To investigate this matter, PhD researcher Eva Hammerod at King’s College London asked four experts in toxicology and environmental sciences the question “Are the levels of current pharmaceutical chemicals leaking into waterways dangerous?” Read also Like a human, sound pollution disturbs the fish and forces them to leave A recent study: Fish swallowed micro plastics for 70 years Fishing with ecological DNA instead of electrocution Leakage of psychotropic drugs into waterways poses a threat to fish
Are current rates of pharmaceutical chemicals leaking into waterways normal?
According to the report published by Science Alert , a 2014 study was able to determine levels of pharmaceutical chemicals in 80% of water samples collected from 30 different US states.
Also it indicated a study reference other published in 2015 in the journal “Toxicology Anfirumntal AT & Kimistra” (Environmental Toxicology Chemistry) that there are more than one thousand study has detected the presence of these chemicals in 71 countries in the world.
This study found that there are more than 600 different pharmaceutical chemicals in lakes, rivers and groundwater, and these chemicals included antibiotics, pain relievers, beta-blockers, pregnancy-regulating hormones, antidepressants, and others.
How does pharmaceuticals end up in waterways?
There are many ways that medicines and drugs eventually leak into waterways, lakes and rivers.
The sewage channels are among these main ways. When we take medicines, our bodies absorb a small part of their chemical components, while the other part is excreted in the excretory processes, as well as directly and incorrectly getting rid of medicines by pouring them into the toilet increases their presence in the waterways.

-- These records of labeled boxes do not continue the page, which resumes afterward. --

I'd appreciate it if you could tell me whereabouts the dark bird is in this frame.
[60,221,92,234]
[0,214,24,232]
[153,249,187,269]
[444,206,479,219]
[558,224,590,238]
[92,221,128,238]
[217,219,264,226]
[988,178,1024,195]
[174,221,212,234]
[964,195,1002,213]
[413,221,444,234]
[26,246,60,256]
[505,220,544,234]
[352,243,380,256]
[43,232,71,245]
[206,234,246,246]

Chemicals, such as antibiotics and hormones, also escape naturally during farming and livestock farming, practices that use many chemicals to treat diseases or improve production.
In addition, pharmaceutical factories also contribute to the seepage of pharmaceutical chemicals into the waterways. For example, very high levels of some antibiotics were found in a sewage treatment plant near a number of pharmaceutical factories in India.
Although the wastewater is treated, “these treatment processes are not effective in preventing the spread of pharmaceutical chemicals into the aquatic ecosystem,” says Bruno Nunes, a toxicologist at Aveiro University in Portugal.
What is the effect of these substances on aquatic life?
We don’t have much data to know the full effect of these chemicals on aquatic life, but there are some examples that show forms of toxicity in wildlife.
For example, the anti-inflammatory drug Diclofenac – known commercially as Voltaren – has been found in ordinary waterways. This drug can damage and may destroy kidney and digestive tissues in fish.
Nunes attributes this to the fact that “some of these drugs may interact with some other substances, and the interaction sometimes gives them the ability to damage the functions of organs in many aquatic species.”
Likewise, drugs may also harm aquatic life in an indirect way. Mike Grace, an environmental scientist at Monash University in Australia, says that current levels of pharmaceutical chemical residues are dangerous, because they “have semi-lethal effects on key ecosystems.” such as photosynthesis and the nutrient cycle.
“Pharmaceutical chemical residues present in detectable concentrations in waterways are known globally as ‘ecosystems’ residuals,” says Grace.
For example, it has been proven that chemical preparations of estrogen – which is used as a compensatory treatment to overcome a deficiency or stop its natural secretion in women and is also included in pregnancy-regulating drugs – cause a disturbance in the ecosystem by feminizing the males of fish of some species, which leads to a disruption of the male-to-male ratio. females.
Is there a danger to humans?
Dr. Grace states that the levels of pharmaceutical chemicals currently in waterways are not dangerous to humans who drink or use water in their daily lives, because they are present in concentrations much lower than those that are harmful to human physiology.